Lorsque la voiture est arrivée le chercher, notre fils est monté jovialement et a embrassé ses nouveaux gardiens temporaires. Notre gratitude a été transmise de loin — nous ne voulions pas risquer de transmettre le virus — et étouffée par nos masques chirurgicaux. C’était le plus inhumain des bons plans, et c’était totalement inadapté à la dette que nous leur devons. Alors qu’ils s’éloignaient, le dernier aperçu que nous avons eu du visage de notre fils a dit la vraie vérité. Plein de sourires nerveux et de rires anxieux, il avait aussi peur.

Notre maison est instantanément devenue sombre, calme et étrangement bien organisée. Nous n’avons plus trébuché sur les jouets, et les choses étaient toujours à leur place par magie. C’était terrible. Nous avons depuis eu recours à de fréquentes sessions FaceTime pour soulager la douleur de la séparation, et nous envoyons à notre fils des vidéos de ce que nous faisons à l’hôpital tout au long de la journée afin qu’il comprenne que maman et Papa aident les personnes malades du « bug ». »Quand nous lui lisons une histoire au téléphone, nous espérons ne pas être interrompus par une page de tête pour un arrêt cardiaque. Comme tous les parents, nous faisons de notre mieux, mais cela ne semble jamais suffire.

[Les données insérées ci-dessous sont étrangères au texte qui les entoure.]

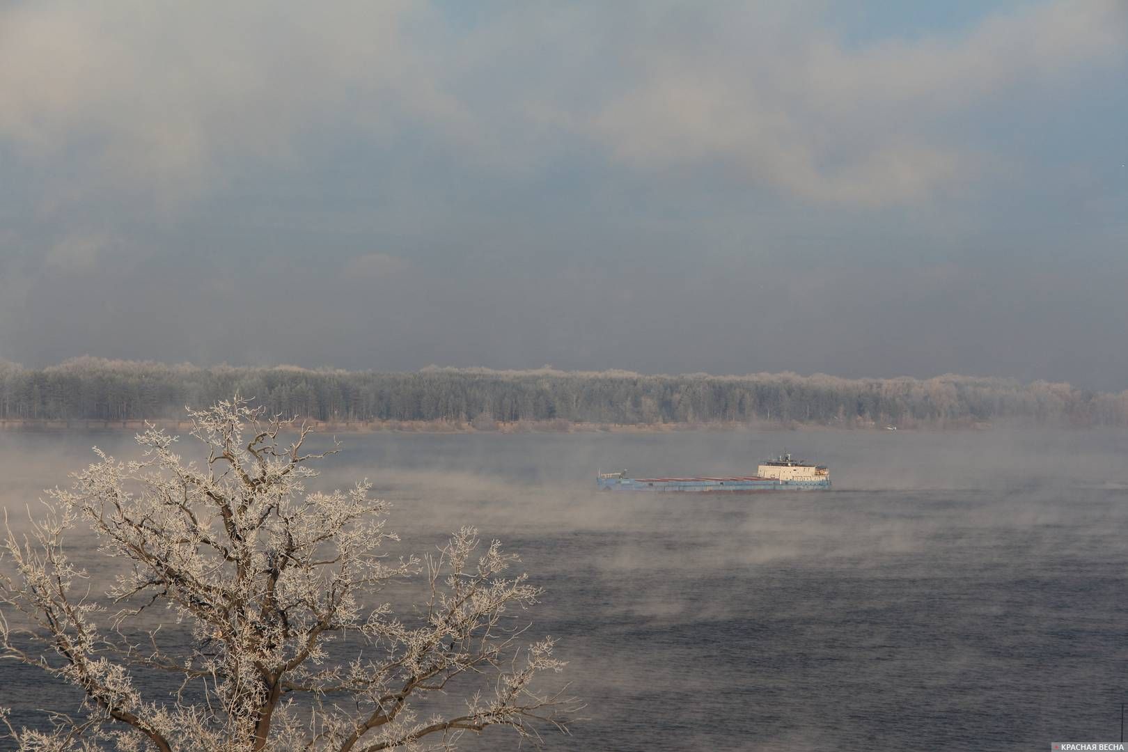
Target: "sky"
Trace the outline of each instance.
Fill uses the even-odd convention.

Notre histoire fait écho dans le monde entier alors que Covid-19 perturbe les foyers dans lesquels de nombreux stagiaires et jeunes professionnels chérissaient de revenir après une longue journée de travail. Nous espérons que nous nous souviendrons tous de cette vulnérabilité lorsque nous réformerons les soins de santé et l’éducation médicale dans le monde post-Covid et que nous veillerons à ce que les stagiaires soient dûment reconnus pour supporter cet énorme fardeau.

En écrivant à une époque tout aussi incertaine, l’auteur-compositeur-interprète Cat Stevens s’est demandé où les enfants devraient jouer dans le monde en mutation rapide des années 1960. Un demi-siècle plus tard, des nicheurs vides inattendus comme nous se demandent la même chose, alors que notre monde à l’ère de la pandémie continue de « changer de jour en jour. »Avec de l’espoir dans nos cœurs, cependant, nous attendons le changement qui nous rétablit, le moment où nous sortirons tous du fléau du Covid-19 et où notre cher et doux garçon pourra revenir jouer à la maison.